Probier dein Glück mal lieber mit Blinker und Wobbler in Vollmondnächten. Die Dorsche und Mefos rauben dann an der Oberfläche. Die ganzen kleinen Krebse schwimmen an der Oberfläche! Fliegenfischer werden dies wohl bestätigen, wer es kann(Ich zähl nicht dazu)  Komischerweise hatte ich mit Brandungsgeschirr nicht so gute Erfolge bis auf einmal. Und das ist schon über 10 Jahre her. Da hatte ich mal in einer Vollmondnacht 12 Flundern, alle um 50cm und keinen Dorsch bei Windstille an meinen Brandungsruten.  

Jedenfalls gehe ich ganz gerne in Vollmondnächten sehr früh mit der Spinnrute los und habe bisher immer gute Dorsche und Mefos gefangen! Und Vollmond und Aal, das hängt immer vom Gewässer ab . Habe da auch schon Sternstunden erlebt, sowie auch absolute Flauten! jeder Tag ist anders halt. Viel Spaß dabei. Nur die Wassertemperatur muß auch stimmen. Und zur Zeit ist die Ostsee einfach zu kalt!


----------



## Palerado (4. April 2003)

Immer noch zu kalt???
Ich dachte immer der April sei ein Topmonat.  :c :c 
Verdammt. Meine Euphorie was das Fangen angeht wird immer kleiner.
Was den Urlaub insgesamt angeht bin ich aber immer noch voller Zuversicht  :z :z :z
Ich weiss nicht ob es so gut ist wenn ich mich des Nachts mit einer Spinnrute ins Wasser wage.

Oder kommen die Fische dann seeeehr dicht unter Land?
Dann wäre es sicherlich eine Möglichkeit.


----------



## marschel (4. April 2003)

hi palerado,

ich bin morgen wieder auf Fehmarn, gebe dir dann mal einen Bericht wie es gelaufen ist. 

Im Prinzip hast du Recht mit dem Monat: April und gut fangen.. - allerdings läuft da mit Aal noch nicht ganz soviel. Stell Dich lieber auf ne menge Platten und einige Dorsche ein, bzw. Meerforelle, welche jetzt langsam in Fahrt kommt. (Es hat sich durch den kalten Winter dieses Jahr halt alles um ca. 3-4 Wochen verschoben.) 

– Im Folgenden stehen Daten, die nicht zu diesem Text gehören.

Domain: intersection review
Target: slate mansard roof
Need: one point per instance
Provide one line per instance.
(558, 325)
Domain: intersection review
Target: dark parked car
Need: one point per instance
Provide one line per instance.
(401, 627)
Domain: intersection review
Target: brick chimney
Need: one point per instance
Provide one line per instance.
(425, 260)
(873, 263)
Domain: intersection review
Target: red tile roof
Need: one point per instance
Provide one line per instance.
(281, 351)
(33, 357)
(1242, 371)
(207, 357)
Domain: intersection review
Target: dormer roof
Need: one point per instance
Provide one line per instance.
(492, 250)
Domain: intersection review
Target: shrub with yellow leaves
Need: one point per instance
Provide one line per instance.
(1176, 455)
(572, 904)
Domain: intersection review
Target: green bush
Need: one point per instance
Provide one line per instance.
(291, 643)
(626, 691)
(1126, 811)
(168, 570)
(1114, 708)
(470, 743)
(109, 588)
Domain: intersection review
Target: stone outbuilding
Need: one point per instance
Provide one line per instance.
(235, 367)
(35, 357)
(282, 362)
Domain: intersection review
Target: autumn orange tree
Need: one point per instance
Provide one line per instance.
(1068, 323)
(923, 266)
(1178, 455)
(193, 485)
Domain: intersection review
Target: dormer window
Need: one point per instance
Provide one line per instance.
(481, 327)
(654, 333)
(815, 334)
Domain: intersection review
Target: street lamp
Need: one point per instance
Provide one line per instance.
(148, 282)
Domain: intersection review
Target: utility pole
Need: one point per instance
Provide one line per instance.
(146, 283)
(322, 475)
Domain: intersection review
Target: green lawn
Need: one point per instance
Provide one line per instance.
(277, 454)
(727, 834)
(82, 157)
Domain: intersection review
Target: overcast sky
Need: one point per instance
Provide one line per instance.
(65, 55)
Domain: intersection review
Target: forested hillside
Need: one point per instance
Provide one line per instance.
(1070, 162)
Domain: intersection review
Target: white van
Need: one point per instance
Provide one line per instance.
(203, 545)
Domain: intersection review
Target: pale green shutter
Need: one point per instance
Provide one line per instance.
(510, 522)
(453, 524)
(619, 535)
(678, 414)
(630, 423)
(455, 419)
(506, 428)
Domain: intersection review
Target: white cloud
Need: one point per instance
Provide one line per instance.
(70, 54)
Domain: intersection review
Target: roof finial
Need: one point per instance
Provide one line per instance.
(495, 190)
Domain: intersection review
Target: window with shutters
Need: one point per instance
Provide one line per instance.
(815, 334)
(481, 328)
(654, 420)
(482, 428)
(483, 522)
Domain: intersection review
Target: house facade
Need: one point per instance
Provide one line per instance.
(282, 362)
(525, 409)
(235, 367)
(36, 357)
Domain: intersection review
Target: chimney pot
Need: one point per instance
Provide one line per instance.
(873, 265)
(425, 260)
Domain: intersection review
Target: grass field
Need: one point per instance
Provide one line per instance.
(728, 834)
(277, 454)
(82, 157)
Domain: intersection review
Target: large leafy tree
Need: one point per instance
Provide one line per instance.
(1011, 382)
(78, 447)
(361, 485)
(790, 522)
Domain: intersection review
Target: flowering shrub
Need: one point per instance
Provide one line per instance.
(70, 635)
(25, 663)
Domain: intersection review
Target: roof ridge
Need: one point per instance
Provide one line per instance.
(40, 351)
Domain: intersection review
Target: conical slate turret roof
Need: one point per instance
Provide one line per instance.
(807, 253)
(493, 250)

Von der Temperatur betrachtet sollte es jetzt erst richtig losgehen. Zur Zeit ca. 5-6 Grad um Fehmarn in flachen Küstenabschnitten sogar schon wärmer (das freut doch das MeFo-Herz)

Zum Thema Vollmond habe ich die Erfahrung sammeln können (gerade bei Aal), daß diese sich gerne in Tiefe zurückziehen bzw. dort bleiben, da sie da in geschützter Deckung besser rauben können.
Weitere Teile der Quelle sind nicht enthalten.